Iran is still a problem, but even there President Bush is waging diplomacy in concert with our allies and the United Nations.

In short, all the new and major WMD proliferation threats were dealt with one way or another: Pakistan, North Korea, Iran, Iraq, Libya.  They are not all put to rest, but about three-and-a-half of the five biggies appear to have been dealt with sufficiently.  And terrorists, even those inside Iraq and Afghanistan at this point, seem to be kept at bay for now as well.

I think these are tremendous achievements, and ones that would not have occurred under either a President Gore or President Kerry. 

But what have been the costs?  In dollars, defense spending has gone from 3% of GDP to 4%.  That's it -- a level that is still below where it was for over 50 years, from World War II through 1994.
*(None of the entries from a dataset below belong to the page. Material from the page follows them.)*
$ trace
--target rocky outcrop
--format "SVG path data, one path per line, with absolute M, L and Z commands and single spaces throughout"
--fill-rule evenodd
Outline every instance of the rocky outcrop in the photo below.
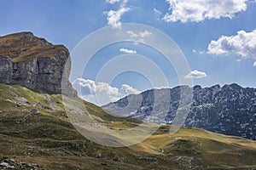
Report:
M 181 88 L 148 90 L 102 108 L 143 122 L 172 124 L 177 111 L 186 107 L 181 105 Z M 193 91 L 183 126 L 256 140 L 256 88 L 242 88 L 235 83 L 211 88 L 183 86 L 183 88 Z M 154 101 L 155 96 L 162 96 L 163 93 L 170 94 L 169 99 L 160 97 Z M 169 106 L 166 115 L 162 114 L 163 105 Z
M 62 45 L 31 32 L 0 37 L 0 82 L 75 96 L 68 81 L 71 60 Z

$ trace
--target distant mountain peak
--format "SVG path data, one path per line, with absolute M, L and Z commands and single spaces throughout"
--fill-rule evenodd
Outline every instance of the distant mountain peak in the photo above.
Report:
M 166 99 L 154 101 L 154 94 L 163 93 L 164 90 L 147 90 L 133 95 L 132 98 L 125 97 L 106 105 L 102 108 L 143 122 L 168 124 L 172 122 L 177 110 L 183 109 L 181 107 L 186 107 L 181 105 L 182 88 L 187 90 L 185 92 L 193 92 L 192 104 L 187 105 L 189 107 L 189 112 L 183 126 L 256 139 L 256 88 L 244 88 L 236 83 L 223 87 L 217 84 L 211 88 L 201 88 L 199 85 L 194 88 L 177 86 L 169 88 L 168 104 L 166 104 Z M 184 97 L 186 96 L 183 95 L 183 98 Z M 158 110 L 155 110 L 158 107 L 161 108 L 163 104 L 169 105 L 169 110 L 164 121 L 157 113 Z M 153 108 L 156 113 L 153 113 Z

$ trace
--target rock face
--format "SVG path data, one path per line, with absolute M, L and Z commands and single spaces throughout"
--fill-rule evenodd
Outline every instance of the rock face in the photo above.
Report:
M 31 32 L 0 37 L 0 82 L 75 96 L 68 81 L 71 60 L 62 45 Z
M 102 108 L 143 122 L 172 124 L 177 111 L 189 105 L 181 106 L 180 88 L 148 90 L 127 96 Z M 204 88 L 200 86 L 193 88 L 183 87 L 183 89 L 193 90 L 189 115 L 183 126 L 256 140 L 256 88 L 244 88 L 234 83 Z M 163 98 L 154 102 L 154 96 L 163 92 L 170 94 L 170 99 Z M 162 106 L 158 107 L 161 105 L 169 106 L 164 118 L 160 110 Z

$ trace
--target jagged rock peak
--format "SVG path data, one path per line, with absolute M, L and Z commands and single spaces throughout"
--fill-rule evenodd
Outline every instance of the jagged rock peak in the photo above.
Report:
M 27 31 L 0 37 L 0 82 L 75 96 L 68 81 L 70 66 L 63 45 L 53 45 Z

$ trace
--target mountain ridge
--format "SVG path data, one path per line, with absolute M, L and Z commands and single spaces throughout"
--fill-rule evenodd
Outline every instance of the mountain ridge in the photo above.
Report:
M 182 88 L 193 92 L 189 112 L 183 126 L 256 139 L 256 127 L 254 126 L 256 124 L 256 88 L 242 88 L 236 83 L 225 84 L 222 87 L 217 84 L 210 88 L 201 88 L 196 85 L 193 88 L 177 86 L 172 88 L 151 89 L 140 94 L 126 96 L 116 102 L 103 105 L 102 108 L 144 122 L 172 123 L 179 109 Z M 169 91 L 171 94 L 170 102 L 166 104 L 169 105 L 170 110 L 166 119 L 158 122 L 156 116 L 150 117 L 152 114 L 150 111 L 160 105 L 154 103 L 154 95 L 163 90 Z M 143 99 L 140 100 L 139 98 Z M 130 105 L 129 101 L 137 105 Z M 137 104 L 138 102 L 140 103 Z
M 0 82 L 75 96 L 68 81 L 71 60 L 63 45 L 53 45 L 32 32 L 0 37 Z

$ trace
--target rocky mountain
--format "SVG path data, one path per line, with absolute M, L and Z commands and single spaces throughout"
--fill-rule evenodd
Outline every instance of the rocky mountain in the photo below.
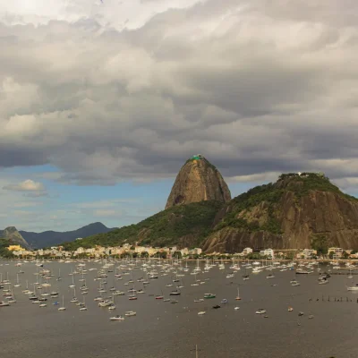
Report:
M 204 200 L 226 202 L 229 188 L 218 170 L 200 154 L 193 156 L 180 169 L 166 209 Z
M 78 247 L 122 245 L 124 243 L 152 246 L 198 246 L 208 236 L 214 218 L 222 208 L 218 201 L 193 202 L 160 211 L 136 225 L 124 226 L 81 241 L 65 243 L 67 250 Z
M 14 226 L 9 226 L 4 230 L 0 230 L 0 239 L 8 241 L 9 245 L 20 245 L 24 249 L 31 250 L 30 245 L 26 242 L 26 240 Z
M 135 242 L 200 246 L 208 253 L 240 252 L 245 247 L 358 250 L 358 200 L 320 174 L 282 175 L 277 183 L 252 188 L 228 202 L 175 205 L 139 224 L 68 247 Z
M 114 230 L 108 228 L 102 223 L 92 223 L 77 230 L 57 232 L 44 231 L 42 233 L 32 233 L 27 231 L 20 231 L 20 234 L 34 249 L 43 247 L 56 246 L 64 242 L 76 240 L 79 237 L 87 237 L 97 234 L 108 233 Z

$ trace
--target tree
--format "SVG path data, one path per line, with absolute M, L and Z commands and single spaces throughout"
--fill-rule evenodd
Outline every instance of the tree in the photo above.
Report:
M 342 259 L 343 260 L 347 260 L 349 258 L 349 253 L 347 251 L 343 251 L 342 252 Z
M 173 257 L 175 258 L 175 259 L 182 259 L 183 255 L 182 255 L 182 252 L 181 252 L 181 251 L 175 251 L 175 252 L 173 254 Z

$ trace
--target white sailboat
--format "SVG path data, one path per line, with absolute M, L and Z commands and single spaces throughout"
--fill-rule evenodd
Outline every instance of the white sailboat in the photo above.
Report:
M 59 307 L 57 311 L 65 311 L 66 308 L 64 307 L 64 297 L 62 296 L 62 307 Z

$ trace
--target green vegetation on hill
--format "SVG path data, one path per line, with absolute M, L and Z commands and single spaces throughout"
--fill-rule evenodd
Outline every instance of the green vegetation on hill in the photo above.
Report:
M 182 241 L 185 243 L 183 244 L 200 246 L 210 234 L 226 227 L 249 233 L 265 231 L 281 234 L 283 232 L 277 218 L 280 217 L 284 194 L 293 192 L 295 203 L 299 205 L 301 198 L 309 195 L 311 191 L 334 192 L 348 200 L 357 200 L 343 193 L 323 174 L 285 174 L 280 175 L 277 183 L 256 186 L 225 206 L 217 201 L 175 206 L 139 224 L 65 243 L 64 246 L 66 250 L 75 250 L 80 246 L 116 246 L 136 242 L 143 245 L 171 246 L 178 244 L 183 237 L 186 240 Z M 222 208 L 226 209 L 226 214 L 213 229 L 214 219 Z M 311 237 L 311 245 L 324 251 L 327 243 L 324 237 L 314 236 Z
M 0 258 L 12 258 L 13 252 L 7 250 L 9 246 L 9 241 L 7 239 L 1 239 L 0 238 Z
M 95 245 L 116 246 L 141 241 L 151 246 L 175 245 L 186 235 L 192 235 L 196 246 L 209 234 L 214 217 L 223 206 L 217 201 L 201 201 L 175 206 L 160 211 L 136 225 L 124 226 L 107 234 L 98 234 L 83 240 L 64 243 L 66 250 Z
M 287 182 L 286 189 L 294 192 L 297 198 L 308 195 L 310 191 L 320 191 L 334 192 L 349 200 L 357 200 L 354 196 L 342 192 L 323 173 L 302 173 L 301 175 L 295 173 L 283 174 L 277 183 L 280 182 Z
M 271 183 L 265 185 L 256 186 L 247 192 L 244 192 L 236 198 L 234 198 L 229 205 L 232 206 L 232 210 L 226 214 L 222 221 L 216 226 L 215 231 L 224 227 L 235 227 L 254 231 L 268 231 L 274 234 L 281 234 L 279 223 L 274 217 L 274 204 L 277 203 L 284 191 L 278 189 Z M 260 226 L 258 222 L 249 222 L 243 217 L 238 217 L 243 210 L 250 210 L 259 204 L 265 203 L 268 211 L 268 219 Z
M 308 195 L 311 191 L 330 192 L 346 200 L 357 200 L 356 198 L 342 192 L 324 174 L 283 174 L 277 183 L 256 186 L 233 199 L 229 203 L 232 210 L 216 226 L 215 231 L 224 227 L 234 227 L 249 232 L 267 231 L 271 234 L 282 234 L 281 226 L 275 215 L 280 210 L 278 204 L 282 195 L 286 192 L 292 192 L 298 203 L 299 200 Z M 249 222 L 245 218 L 250 217 L 250 210 L 258 205 L 264 205 L 267 212 L 266 220 L 260 225 L 258 220 Z

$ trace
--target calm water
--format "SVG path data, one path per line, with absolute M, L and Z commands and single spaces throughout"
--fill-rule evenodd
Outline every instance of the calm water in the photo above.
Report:
M 158 279 L 150 280 L 146 293 L 138 294 L 137 301 L 116 296 L 117 308 L 109 311 L 107 308 L 98 307 L 98 303 L 93 301 L 98 295 L 99 282 L 94 281 L 97 271 L 93 270 L 85 276 L 90 287 L 86 295 L 88 311 L 80 311 L 78 306 L 70 303 L 73 290 L 68 287 L 72 283 L 68 274 L 75 269 L 75 263 L 45 262 L 43 268 L 50 269 L 55 277 L 61 268 L 63 280 L 58 283 L 53 277 L 49 287 L 49 290 L 58 288 L 60 297 L 56 300 L 59 302 L 64 294 L 67 310 L 58 311 L 59 306 L 51 304 L 55 299 L 49 299 L 47 307 L 39 308 L 22 294 L 26 279 L 30 284 L 37 280 L 34 273 L 38 268 L 34 263 L 24 263 L 20 268 L 14 262 L 5 265 L 0 261 L 0 265 L 3 265 L 0 266 L 3 279 L 8 273 L 13 283 L 19 269 L 25 271 L 19 275 L 21 287 L 14 288 L 17 303 L 0 308 L 1 358 L 194 357 L 196 344 L 199 357 L 207 358 L 358 356 L 358 294 L 346 291 L 346 285 L 355 281 L 345 276 L 332 276 L 329 284 L 318 285 L 317 273 L 298 275 L 301 286 L 293 287 L 292 271 L 276 269 L 272 271 L 276 277 L 267 279 L 271 271 L 264 270 L 258 275 L 251 274 L 249 280 L 243 281 L 243 268 L 234 278 L 226 278 L 227 273 L 233 270 L 230 265 L 226 265 L 225 270 L 215 267 L 209 273 L 198 275 L 198 279 L 209 277 L 199 286 L 191 286 L 195 277 L 185 273 L 184 277 L 180 277 L 184 286 L 182 295 L 174 297 L 179 301 L 176 304 L 149 296 L 163 291 L 169 297 L 173 287 L 166 287 L 166 284 L 171 283 L 172 277 L 159 276 Z M 86 269 L 100 267 L 99 263 L 86 264 Z M 141 288 L 136 279 L 143 277 L 143 272 L 139 268 L 132 272 L 135 288 Z M 132 285 L 124 284 L 130 277 L 123 276 L 123 280 L 116 280 L 116 287 L 127 292 Z M 358 282 L 358 276 L 354 277 Z M 82 296 L 78 288 L 82 283 L 78 282 L 79 278 L 81 275 L 76 275 L 77 297 L 81 301 Z M 108 273 L 107 280 L 109 288 L 115 282 L 114 273 Z M 240 302 L 234 301 L 237 283 Z M 205 293 L 216 294 L 217 298 L 200 303 L 193 302 L 202 298 Z M 109 295 L 109 293 L 104 294 Z M 335 302 L 335 297 L 343 297 L 343 302 Z M 218 310 L 212 309 L 223 298 L 229 303 L 221 304 Z M 288 305 L 294 307 L 293 312 L 287 311 Z M 240 306 L 240 310 L 234 311 L 235 306 Z M 268 318 L 256 315 L 258 308 L 266 309 Z M 135 311 L 137 316 L 128 317 L 124 321 L 109 321 L 109 317 L 130 310 Z M 200 311 L 207 313 L 198 316 Z M 304 315 L 299 318 L 300 311 Z M 313 314 L 314 319 L 309 320 L 309 314 Z

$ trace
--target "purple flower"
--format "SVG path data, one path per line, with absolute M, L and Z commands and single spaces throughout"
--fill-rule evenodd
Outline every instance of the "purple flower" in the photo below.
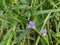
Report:
M 33 21 L 30 21 L 29 22 L 29 25 L 27 26 L 27 28 L 33 28 L 33 29 L 35 29 L 36 27 L 35 27 L 34 22 Z
M 46 36 L 46 30 L 41 30 L 40 33 L 41 33 L 43 36 Z

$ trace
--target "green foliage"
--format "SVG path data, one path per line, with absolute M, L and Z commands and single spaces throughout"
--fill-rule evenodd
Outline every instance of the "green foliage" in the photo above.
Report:
M 27 29 L 30 21 L 36 29 Z M 0 45 L 59 44 L 60 0 L 0 0 Z

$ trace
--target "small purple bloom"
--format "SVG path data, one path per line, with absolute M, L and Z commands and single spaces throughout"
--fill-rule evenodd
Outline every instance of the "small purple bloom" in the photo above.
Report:
M 43 36 L 46 36 L 46 30 L 41 30 L 40 33 L 41 33 Z
M 35 29 L 35 24 L 34 24 L 34 22 L 33 22 L 33 21 L 30 21 L 30 22 L 29 22 L 29 25 L 27 26 L 27 28 L 33 28 L 33 29 Z

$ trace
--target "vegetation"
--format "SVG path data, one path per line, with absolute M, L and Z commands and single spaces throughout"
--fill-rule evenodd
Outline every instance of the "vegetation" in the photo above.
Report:
M 60 45 L 60 0 L 0 0 L 0 45 Z

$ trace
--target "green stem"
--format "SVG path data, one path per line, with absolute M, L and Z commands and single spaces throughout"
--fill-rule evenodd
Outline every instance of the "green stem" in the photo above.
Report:
M 44 29 L 44 26 L 46 24 L 46 21 L 49 19 L 50 14 L 51 13 L 49 13 L 48 16 L 46 17 L 46 19 L 44 20 L 44 23 L 43 23 L 43 26 L 42 26 L 41 30 Z M 40 39 L 40 36 L 38 36 L 35 45 L 38 45 L 39 39 Z M 49 45 L 48 41 L 46 43 Z

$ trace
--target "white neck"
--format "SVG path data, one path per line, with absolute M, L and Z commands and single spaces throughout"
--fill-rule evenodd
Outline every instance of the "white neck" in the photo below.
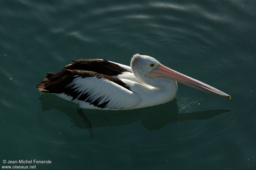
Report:
M 146 78 L 147 83 L 134 84 L 131 89 L 140 97 L 141 101 L 134 108 L 163 104 L 172 100 L 178 89 L 177 82 L 165 77 Z

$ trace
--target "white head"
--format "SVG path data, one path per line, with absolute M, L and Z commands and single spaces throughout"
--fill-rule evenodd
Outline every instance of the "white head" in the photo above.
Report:
M 156 87 L 163 87 L 177 81 L 199 90 L 231 98 L 230 96 L 200 81 L 166 67 L 154 58 L 136 54 L 131 61 L 132 73 L 142 81 Z

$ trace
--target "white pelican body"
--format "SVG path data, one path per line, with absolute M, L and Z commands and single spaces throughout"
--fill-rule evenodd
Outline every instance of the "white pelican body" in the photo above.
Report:
M 84 109 L 138 109 L 172 100 L 176 81 L 194 88 L 231 98 L 213 87 L 167 67 L 155 58 L 136 54 L 131 66 L 100 59 L 72 60 L 60 72 L 49 73 L 37 86 L 72 101 Z

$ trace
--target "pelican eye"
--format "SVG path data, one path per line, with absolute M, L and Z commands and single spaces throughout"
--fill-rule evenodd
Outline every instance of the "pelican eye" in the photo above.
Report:
M 153 68 L 156 66 L 156 65 L 155 63 L 152 63 L 149 64 L 149 67 L 151 68 Z

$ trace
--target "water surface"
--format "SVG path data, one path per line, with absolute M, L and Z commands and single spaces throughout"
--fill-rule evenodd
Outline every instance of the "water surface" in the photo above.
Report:
M 37 159 L 52 161 L 39 169 L 255 169 L 255 4 L 1 1 L 0 164 Z M 70 59 L 129 65 L 136 53 L 232 98 L 179 84 L 175 100 L 164 104 L 84 110 L 92 139 L 76 104 L 36 88 Z

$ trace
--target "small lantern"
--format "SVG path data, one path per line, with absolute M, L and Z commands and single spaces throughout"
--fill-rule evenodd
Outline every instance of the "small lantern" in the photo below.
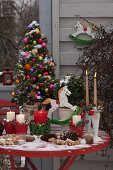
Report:
M 8 68 L 5 71 L 3 71 L 2 82 L 3 82 L 3 85 L 12 85 L 13 84 L 12 71 L 9 71 Z

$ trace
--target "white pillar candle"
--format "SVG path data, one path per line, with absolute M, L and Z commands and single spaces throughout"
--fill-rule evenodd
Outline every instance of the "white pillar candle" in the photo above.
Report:
M 24 114 L 16 115 L 16 120 L 18 121 L 18 123 L 25 123 L 25 115 Z
M 73 119 L 73 124 L 76 125 L 79 121 L 81 121 L 81 116 L 80 115 L 74 115 L 72 117 L 72 119 Z
M 13 121 L 15 119 L 15 112 L 7 112 L 7 120 Z

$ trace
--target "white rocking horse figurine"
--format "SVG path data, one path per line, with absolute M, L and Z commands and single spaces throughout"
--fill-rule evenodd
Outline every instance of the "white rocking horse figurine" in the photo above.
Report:
M 75 107 L 73 107 L 70 103 L 68 103 L 68 98 L 67 96 L 70 96 L 71 92 L 68 90 L 67 86 L 64 86 L 63 88 L 59 89 L 58 91 L 58 99 L 59 102 L 57 100 L 53 100 L 50 98 L 47 98 L 42 104 L 46 105 L 46 104 L 51 104 L 51 108 L 48 111 L 48 118 L 52 117 L 52 112 L 54 112 L 58 107 L 68 107 L 70 109 L 73 110 L 73 112 L 75 111 Z
M 74 34 L 72 34 L 73 37 L 77 37 L 77 35 L 85 33 L 85 34 L 91 36 L 92 39 L 94 39 L 95 36 L 94 36 L 94 34 L 92 32 L 91 27 L 84 27 L 84 24 L 79 22 L 79 21 L 77 21 L 77 24 L 75 24 L 74 27 L 75 28 L 77 27 L 77 29 L 76 29 L 76 32 Z

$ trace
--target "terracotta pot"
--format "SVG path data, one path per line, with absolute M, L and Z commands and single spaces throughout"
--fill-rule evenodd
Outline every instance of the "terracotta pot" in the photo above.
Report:
M 4 123 L 4 129 L 6 131 L 6 134 L 14 134 L 14 124 L 11 122 L 5 122 Z
M 69 126 L 71 130 L 76 131 L 79 134 L 79 138 L 83 136 L 84 126 Z
M 38 110 L 34 112 L 34 122 L 43 123 L 47 122 L 47 111 L 45 110 Z
M 14 125 L 15 129 L 15 134 L 27 134 L 27 126 L 28 125 L 21 125 L 21 124 L 16 124 Z
M 58 113 L 59 113 L 59 119 L 60 120 L 66 120 L 68 119 L 72 114 L 73 110 L 69 108 L 58 108 Z M 62 131 L 69 129 L 69 124 L 61 125 Z

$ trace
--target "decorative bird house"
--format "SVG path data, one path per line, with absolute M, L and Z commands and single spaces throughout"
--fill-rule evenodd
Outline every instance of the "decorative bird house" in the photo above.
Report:
M 12 71 L 9 71 L 9 69 L 6 69 L 3 71 L 3 85 L 12 85 L 13 84 L 13 75 Z

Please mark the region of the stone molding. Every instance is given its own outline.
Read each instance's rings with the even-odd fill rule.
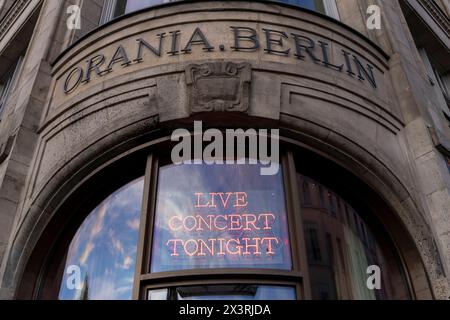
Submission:
[[[190,64],[185,72],[191,114],[248,111],[251,81],[249,63],[220,61]]]

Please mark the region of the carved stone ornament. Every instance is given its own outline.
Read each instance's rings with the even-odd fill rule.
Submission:
[[[209,111],[247,112],[250,100],[249,63],[207,62],[186,67],[191,114]]]

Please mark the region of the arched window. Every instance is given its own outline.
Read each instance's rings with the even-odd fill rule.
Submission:
[[[101,199],[61,249],[56,297],[409,298],[395,247],[352,197],[357,189],[341,195],[321,176],[333,171],[300,163],[307,157],[287,147],[278,172],[265,176],[249,161],[174,165],[149,154],[145,177]],[[332,194],[345,214],[309,205],[305,186]],[[369,266],[381,270],[377,290],[366,285]]]
[[[70,243],[60,299],[131,299],[143,180],[111,194],[84,220]]]

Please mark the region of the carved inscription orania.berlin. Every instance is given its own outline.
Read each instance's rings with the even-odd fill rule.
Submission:
[[[323,40],[313,40],[304,32],[291,32],[262,28],[261,32],[250,27],[230,26],[232,42],[227,47],[218,39],[209,38],[199,27],[195,28],[185,43],[181,43],[181,31],[174,30],[155,35],[153,39],[137,38],[133,48],[126,48],[121,44],[116,45],[114,54],[106,57],[99,52],[75,66],[67,72],[64,80],[64,92],[74,92],[80,85],[87,84],[93,77],[102,77],[113,72],[116,68],[126,68],[132,64],[141,63],[144,60],[144,52],[149,52],[153,57],[162,55],[177,56],[192,53],[193,46],[198,46],[205,52],[227,50],[241,52],[255,52],[263,50],[265,54],[278,56],[294,56],[299,61],[310,60],[318,66],[330,69],[332,72],[346,73],[349,77],[359,79],[376,88],[377,82],[375,68],[365,62],[365,59],[350,50],[340,49],[339,55],[331,62],[331,45]],[[216,45],[216,42],[219,45]],[[148,57],[148,55],[147,55]]]

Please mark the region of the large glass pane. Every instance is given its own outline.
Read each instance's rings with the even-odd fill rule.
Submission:
[[[60,299],[131,299],[143,180],[111,194],[80,226],[67,254]]]
[[[385,235],[343,198],[298,174],[313,299],[407,299],[408,289]],[[306,188],[306,190],[305,190]],[[382,239],[381,239],[382,240]],[[378,266],[380,288],[369,288],[369,266]]]
[[[254,284],[186,286],[148,291],[149,300],[295,300],[295,288]]]
[[[260,165],[168,165],[158,177],[151,271],[291,269],[283,179]]]

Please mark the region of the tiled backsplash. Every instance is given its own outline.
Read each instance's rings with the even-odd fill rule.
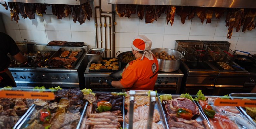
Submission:
[[[99,0],[94,0],[94,5],[98,6]],[[111,5],[107,4],[107,1],[102,1],[102,2],[103,11],[111,11]],[[91,6],[93,5],[92,2],[91,5]],[[56,16],[52,14],[50,6],[47,6],[47,14],[44,14],[43,17],[36,14],[34,20],[24,19],[20,14],[20,19],[16,24],[15,21],[11,21],[9,10],[6,10],[4,7],[0,7],[0,13],[2,14],[6,32],[15,41],[26,39],[39,44],[47,44],[53,40],[82,41],[94,47],[96,46],[95,18],[94,10],[92,10],[93,16],[91,20],[87,20],[82,25],[78,22],[74,23],[71,15],[62,20],[58,19]],[[100,20],[99,14],[98,13],[97,15],[98,24]],[[183,25],[181,22],[180,18],[176,15],[173,26],[169,23],[167,25],[166,15],[164,14],[157,21],[146,24],[145,19],[140,20],[136,14],[132,15],[130,20],[116,16],[116,52],[130,51],[131,42],[133,38],[138,35],[143,34],[152,41],[152,48],[174,49],[176,40],[224,40],[231,43],[231,50],[239,50],[256,54],[256,30],[247,31],[244,33],[241,31],[242,27],[238,32],[235,32],[234,28],[231,39],[227,39],[228,28],[225,26],[225,15],[220,19],[213,18],[211,23],[206,25],[206,20],[202,24],[196,15],[192,22],[186,19]],[[103,20],[102,18],[102,21]],[[107,19],[107,25],[108,23]],[[107,27],[108,42],[109,40],[109,29]],[[104,29],[102,27],[103,33],[105,33]],[[97,30],[99,33],[99,27]],[[98,34],[98,41],[100,40],[99,36]],[[104,36],[102,37],[102,39],[103,46],[105,47]]]

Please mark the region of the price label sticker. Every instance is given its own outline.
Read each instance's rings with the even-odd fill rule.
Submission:
[[[0,4],[5,4],[5,1],[4,0],[0,0]]]
[[[238,99],[234,100],[216,99],[214,101],[214,106],[256,107],[256,100],[245,100]]]
[[[0,91],[0,98],[22,98],[31,99],[39,99],[48,100],[54,99],[54,94],[51,92],[14,91],[3,90]]]

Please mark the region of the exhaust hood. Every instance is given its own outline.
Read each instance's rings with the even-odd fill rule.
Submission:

In US lives, 4,147 servicemen lost their lives due to hostile or non-hostile action in Iraq to date.  Each lost life is a tragedy, and I am deeply grateful to our lost troops and their families.  From 2001 to 2006, the worst year for active military duty deaths was 2005, with 1,941 deaths due to all causes.  In 1980, President Carter's last year, there were 2,392 such deaths in a larger military establishment.  Each year in which we had troops engaged in both Iraq and Afghanistan saw fewer US military deaths than any year from 1980 through 1987, all years without major conflicts.  The major conflicts of World War II, Korea and Vietnam had 405,399, 36,574, and 58,209 fatalities, respectively.

Judging A President
"However tempting it might be to some, when much trouble lies ahead, to step aside adroitly and put someone else up to take the blows, I do not intend to take that cowardly course, but, on the contrary, to stand to my post and persevere in accordance with my duty as I see it."
If we use these words of Winston Churchill to judge our presidents, did President Bush "step aside adroitly" or did he stand his post and "persevere"?  He has surely taken the blows.